Snowden documents show NSA was involved in CIA’s drone programme: report



WASHINGTON // The National Security Agency has been extensively involved in the US government’s targeted killing programme, collaborating closely with the CIA in the use of drone strikes against terrorists abroad, The Washington Post reported.

The newspaper’s report came after a review of documents provided by former NSA systems analyst Edward Snowden.

In one instance, an email sent by the wife of an Osama bin Laden associate contained clues as to her husband’s whereabouts and led to a CIA drone strike that killed him in Pakistan in October 2012, the Post reported in its online edition on Wednesday night.

While citing documents provided by Mr Snowden — the American is hiding out in Russia after being granted asylum there — the newspaper reported that it was withholding many details about the drone-strike missions at the request of US intelligence officials. They cited potential damage to operations and national security for their request, the paper reported.

The documents make clear that the CIA-operated drone campaign relies heavily on the NSA’s ability to vacuum up enormous quantities of email, phone calls and other fragments of intelligence, the newspaper said.

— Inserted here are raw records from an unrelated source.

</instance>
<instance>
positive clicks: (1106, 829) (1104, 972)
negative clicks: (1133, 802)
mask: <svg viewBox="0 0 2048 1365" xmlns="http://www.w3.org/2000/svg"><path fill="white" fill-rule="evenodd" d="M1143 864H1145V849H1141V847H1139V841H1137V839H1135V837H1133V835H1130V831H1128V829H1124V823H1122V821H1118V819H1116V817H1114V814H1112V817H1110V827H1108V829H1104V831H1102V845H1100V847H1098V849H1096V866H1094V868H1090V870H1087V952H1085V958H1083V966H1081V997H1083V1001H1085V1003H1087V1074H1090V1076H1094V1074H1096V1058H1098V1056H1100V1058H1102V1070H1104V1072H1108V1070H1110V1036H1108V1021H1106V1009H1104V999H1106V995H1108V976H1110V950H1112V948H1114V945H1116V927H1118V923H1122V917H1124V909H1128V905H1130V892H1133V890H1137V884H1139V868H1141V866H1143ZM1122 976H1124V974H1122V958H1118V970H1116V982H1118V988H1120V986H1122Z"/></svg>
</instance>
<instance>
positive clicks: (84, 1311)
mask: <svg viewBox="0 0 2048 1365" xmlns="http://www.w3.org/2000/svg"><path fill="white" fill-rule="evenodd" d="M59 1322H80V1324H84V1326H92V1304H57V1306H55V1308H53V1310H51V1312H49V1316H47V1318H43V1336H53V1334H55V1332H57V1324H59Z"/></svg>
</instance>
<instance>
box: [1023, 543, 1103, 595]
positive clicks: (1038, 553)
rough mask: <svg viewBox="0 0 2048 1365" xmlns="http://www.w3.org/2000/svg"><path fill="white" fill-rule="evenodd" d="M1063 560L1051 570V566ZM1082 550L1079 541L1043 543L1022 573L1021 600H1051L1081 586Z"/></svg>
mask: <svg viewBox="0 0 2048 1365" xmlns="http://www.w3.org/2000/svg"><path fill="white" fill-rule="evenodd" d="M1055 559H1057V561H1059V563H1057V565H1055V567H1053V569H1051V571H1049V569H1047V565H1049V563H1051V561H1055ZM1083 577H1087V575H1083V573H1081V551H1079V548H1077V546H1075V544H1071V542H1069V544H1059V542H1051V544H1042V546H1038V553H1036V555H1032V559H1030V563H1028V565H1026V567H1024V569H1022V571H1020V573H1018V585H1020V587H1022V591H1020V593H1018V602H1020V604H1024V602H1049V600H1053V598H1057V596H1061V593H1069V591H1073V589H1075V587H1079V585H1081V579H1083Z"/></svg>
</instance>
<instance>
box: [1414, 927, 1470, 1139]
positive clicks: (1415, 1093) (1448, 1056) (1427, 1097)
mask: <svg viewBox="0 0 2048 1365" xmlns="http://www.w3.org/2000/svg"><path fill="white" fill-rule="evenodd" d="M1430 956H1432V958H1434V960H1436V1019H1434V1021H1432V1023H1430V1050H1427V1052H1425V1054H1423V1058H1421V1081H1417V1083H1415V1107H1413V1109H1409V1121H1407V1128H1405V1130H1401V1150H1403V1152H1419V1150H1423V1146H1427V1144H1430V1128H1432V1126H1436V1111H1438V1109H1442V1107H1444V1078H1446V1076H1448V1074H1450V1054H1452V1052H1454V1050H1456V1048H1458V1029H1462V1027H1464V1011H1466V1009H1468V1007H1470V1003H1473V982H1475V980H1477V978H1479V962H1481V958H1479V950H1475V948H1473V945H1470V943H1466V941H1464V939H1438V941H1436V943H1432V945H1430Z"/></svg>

The NSA created a secret unit known as the Counter-Terrorism Mission Aligned Cell, or CT MAC, to concentrate the agency’s vast resources on hard-to-find terrorism targets, the Post reported.

The documents provided by Snowden do not explain how the bin Laden associate’s email was obtained or whether it was obtained through the controversial NSA programmes recently made public, including its metadata collection of numbers dialled by nearly every person in the United States.

Instead, the Post said its review of the documents indicates that the agency depends heavily on highly targeted network penetrations to gather information that would not otherwise be trapped in surveillance nets that the NSA has set at key internet gateways.

The US has never publicly acknowledged killing bin Laden associate Hassan Ghul, according to the Post. The Al Qaeda operative had been captured in 2004 and helped expose bin Laden’s courier network, a key development in the effort to locate bin Laden. Ghul then spent two years in a secret CIA prison and returned to Al Qaeda after the US sent him to his native Pakistan in 2006.

US forces killed bin Laden at his Pakistan hideout in 2011. That same year, the Treasury Department named Ghul a target of US counterterrorism sanctions after he had helped Al Qaeda re-establish logistics networks, enabling it to move people and money in and out of the country. The Post said an NSA document described Ghul as Al Qaeda chief of military operations and detailed a broad surveillance effort to find him.

Obtained during a monthslong effort to find Ghul, the email from his wife erased doubts US forces had found him, the Post said.